2012年8月9日星期四

In a City Known for Its Shoes Water Up to Its Knees

Marikina is famed for its cobblers, whose handmade shoes are a source of local pride. Its Shoe Museum is home to a pair of shoes from each president of the Philippines, including 800 of the more than 3,000 pairs in the collection of Imelda R. Marcos. A barge in the Marikina River sports statues of two giant shoes, and what the city fathers claim is the world’s largest functional shoe — more than 15 feet long — is on display in a local mall.

 During the dry season, visitors can stroll a river promenade. But at times like these, when it rains and rains until it seems it will never stop, Marikina becomes famous for its floods.

For days now, parts of Manila and surrounding provincial areas have been submerged after a series of storms intensified the usual strong monsoon rains. An estimated two million people have been affected by the flooding in the capital and 15 surrounding provincial areas. At least 72 people have been killed since the deluge began in late July.

Lying on the eastern edge of Manila, Marikina sits in a valley that is crisscrossed by a major river and several creeks, all of which makes it one of the most flood-prone areas in the region. Traveling on the commuter train that runs above the Marikina River, the scale of the inundation is clear.

The banks of the river have disappeared, and in many places any semblance of a river is gone. Where a clearly defined riverbed once zigzagged under the elevated train, now all that can be seen is a vast waterscape of churning, fast-flowing brown currents dotted with debris. In some areas, landmarks like the top of a basketball hoop give indications of what was previously dry land. In other areas, the waters have engulfed entire neighborhoods, which appear to have been built in the middle of a river.

A row of cobbler shops could be seen unattended, with about two feet of brown water covering their floors. The shoe barge sat in the middle of the river and, much like the city itself, was badly damaged and covered with mud. The river promenade was underwater and surrounded by evacuees receiving shelter in schools, churches and government buildings.

Not far from the swollen Marikina River, a police officer, Fernando Frayre, looked haggard on Thursday as he stood outside the Shoe Museum, where Mrs. Marcos’s shoes are displayed along one entire wall. Mr. Frayre said he and a few volunteers spent a nerve-racking evening watching the floodwater approach the museum. The water crested about 70 feet from the museum, but the officer said he had been prepared for the worst.

“We were ready to rescue the shoes,” Mr. Frayre said.

One of the roads leading to the Marikina River is now a waist-deep canal where an eerie line of slow-moving evacuees could be seen on Thursday afternoon making their way from a submerged neighborhood to higher ground. In one large, colorful inflatable beach raft sat a 12-year-old boy playing a PlayStation Portable as his 10-year-old sister carried an infant dressed in immaculate white footie pajamas.

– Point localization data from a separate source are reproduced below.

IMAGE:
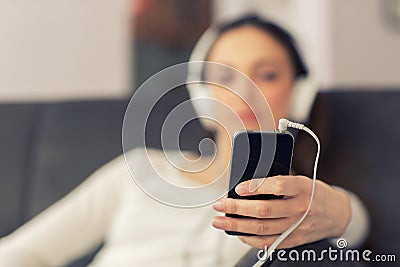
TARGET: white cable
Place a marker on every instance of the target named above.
(283, 125)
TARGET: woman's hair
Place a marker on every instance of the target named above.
(280, 34)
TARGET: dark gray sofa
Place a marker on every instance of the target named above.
(48, 149)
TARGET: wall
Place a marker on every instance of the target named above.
(348, 43)
(54, 50)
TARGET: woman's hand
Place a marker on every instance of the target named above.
(328, 217)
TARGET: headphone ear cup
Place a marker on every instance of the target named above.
(302, 99)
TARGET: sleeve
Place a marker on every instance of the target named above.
(358, 228)
(72, 226)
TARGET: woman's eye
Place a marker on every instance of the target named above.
(225, 78)
(268, 76)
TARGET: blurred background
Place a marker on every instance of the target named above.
(68, 68)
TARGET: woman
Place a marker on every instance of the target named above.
(139, 231)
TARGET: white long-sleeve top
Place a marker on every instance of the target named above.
(136, 229)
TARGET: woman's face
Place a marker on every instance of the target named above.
(264, 60)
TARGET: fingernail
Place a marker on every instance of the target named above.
(219, 206)
(241, 189)
(218, 223)
(255, 184)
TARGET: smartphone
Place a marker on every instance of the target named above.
(258, 154)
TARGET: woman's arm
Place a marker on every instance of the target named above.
(72, 226)
(329, 216)
(358, 228)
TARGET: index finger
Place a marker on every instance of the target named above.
(286, 185)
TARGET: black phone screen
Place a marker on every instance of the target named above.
(254, 167)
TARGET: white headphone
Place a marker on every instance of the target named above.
(301, 100)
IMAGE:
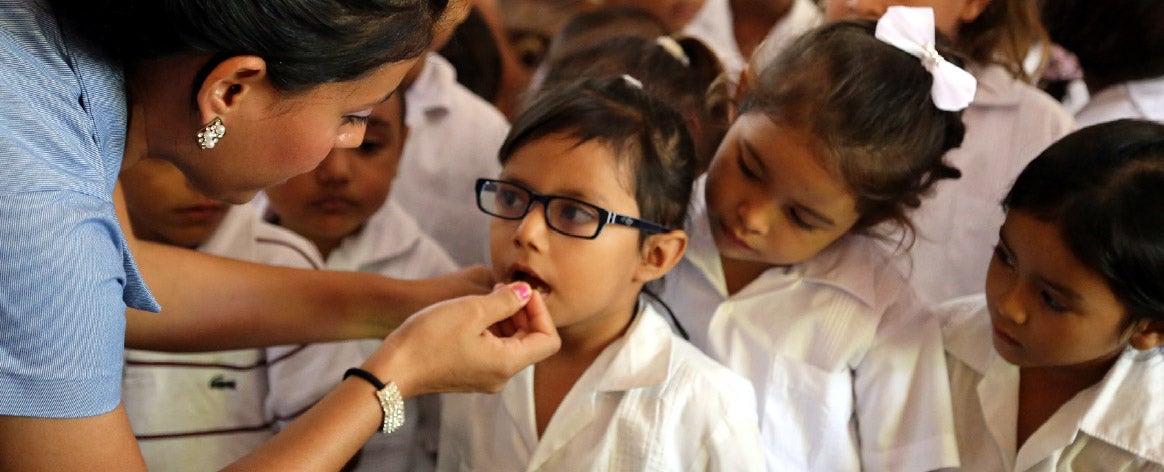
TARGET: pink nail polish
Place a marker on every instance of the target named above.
(523, 291)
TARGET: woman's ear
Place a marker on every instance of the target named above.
(659, 254)
(227, 85)
(1148, 336)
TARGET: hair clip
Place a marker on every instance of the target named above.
(672, 47)
(633, 82)
(911, 30)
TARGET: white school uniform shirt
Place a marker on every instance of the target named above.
(648, 402)
(1140, 99)
(712, 25)
(1008, 124)
(203, 411)
(1113, 425)
(847, 371)
(453, 140)
(390, 244)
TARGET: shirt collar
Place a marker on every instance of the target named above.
(995, 86)
(428, 96)
(1128, 409)
(1148, 97)
(641, 357)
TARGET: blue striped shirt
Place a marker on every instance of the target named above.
(65, 270)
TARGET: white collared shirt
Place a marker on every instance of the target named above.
(648, 402)
(390, 244)
(847, 371)
(1008, 124)
(1113, 425)
(1141, 99)
(712, 25)
(453, 140)
(205, 410)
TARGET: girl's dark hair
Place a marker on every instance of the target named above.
(647, 136)
(1104, 187)
(691, 86)
(1134, 50)
(304, 42)
(868, 106)
(1003, 34)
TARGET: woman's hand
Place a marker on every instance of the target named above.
(455, 345)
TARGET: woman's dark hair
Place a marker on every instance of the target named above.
(1115, 41)
(870, 108)
(1104, 187)
(304, 42)
(688, 78)
(647, 136)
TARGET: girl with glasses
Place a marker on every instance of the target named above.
(594, 185)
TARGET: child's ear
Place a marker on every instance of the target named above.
(971, 9)
(1148, 335)
(225, 87)
(659, 254)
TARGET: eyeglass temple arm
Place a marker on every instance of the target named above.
(622, 219)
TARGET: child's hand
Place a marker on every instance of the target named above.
(461, 346)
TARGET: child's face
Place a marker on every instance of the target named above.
(675, 14)
(948, 14)
(769, 201)
(333, 202)
(164, 208)
(1047, 308)
(586, 283)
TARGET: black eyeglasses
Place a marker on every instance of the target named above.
(565, 215)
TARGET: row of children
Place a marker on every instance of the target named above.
(781, 273)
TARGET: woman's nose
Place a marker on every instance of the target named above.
(336, 168)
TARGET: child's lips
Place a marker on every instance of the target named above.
(524, 274)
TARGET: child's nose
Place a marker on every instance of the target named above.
(1009, 304)
(532, 227)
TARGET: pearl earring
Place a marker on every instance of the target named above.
(208, 135)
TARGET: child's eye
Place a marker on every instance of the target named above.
(744, 169)
(1051, 303)
(355, 120)
(799, 220)
(1003, 256)
(369, 147)
(576, 215)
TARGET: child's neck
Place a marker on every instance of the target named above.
(1043, 391)
(739, 273)
(581, 344)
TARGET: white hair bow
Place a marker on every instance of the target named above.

Having been stranded for days on the second floor of their home near the river, their parents decided that it was time to move in with relatives until the water subsided. Surrounded by inundated shacks and grinding poverty, the clean, well-dressed children were completely dry in the large toy raft, which was pulled by six shirtless men with grim expressions. Beside them were neatly packed designer suitcases and backpacks.

Waiting at the edge of the water was their father, in a late-model Toyota Land Cruiser, to take them to their relatives’ home on higher ground. The father, who did not want to give his name, said he and a teenage son would continue to sleep on the second floor of the flooded house to guard it.

On Thursday, the sun was shining in Manila for the first time in nearly two weeks, and the water was subsiding in some parts of the city, though an estimated 300,000 people remained in hundreds of evacuation centers.

A senior government official on Wednesday echoed what many of the beleaguered evacuees — most of them victims as well of the floods of 2009 — have been saying: that cataclysmic flooding is becoming routine for Manila. In 2009, the typhoons Ketsana (called Ondoy locally) and Parma struck within a week, causing flooding that affected more than 9 million people and killed 929, according to the government disaster relief agency.

“The only way we can be prepared for the impact of climate change is to accept that these recent developments in our country like intense weather disturbances, heavy rainfall, as well as long dry season, are the ‘new normal’ ” said Ramon Paje, the environment and natural resources secretary.

For Eleanor Ropero and her family, whose home near the overflowing banks of the Marikina River is still under three feet of water, fleeing the floodwater has become an uncomfortable routine, she said. As she languished on Thursday in a sweltering evacuation center with her three children and two grandchildren, she said that they had all been evacuated before, in 2009, but that this time was worse — it was their second evacuation this week.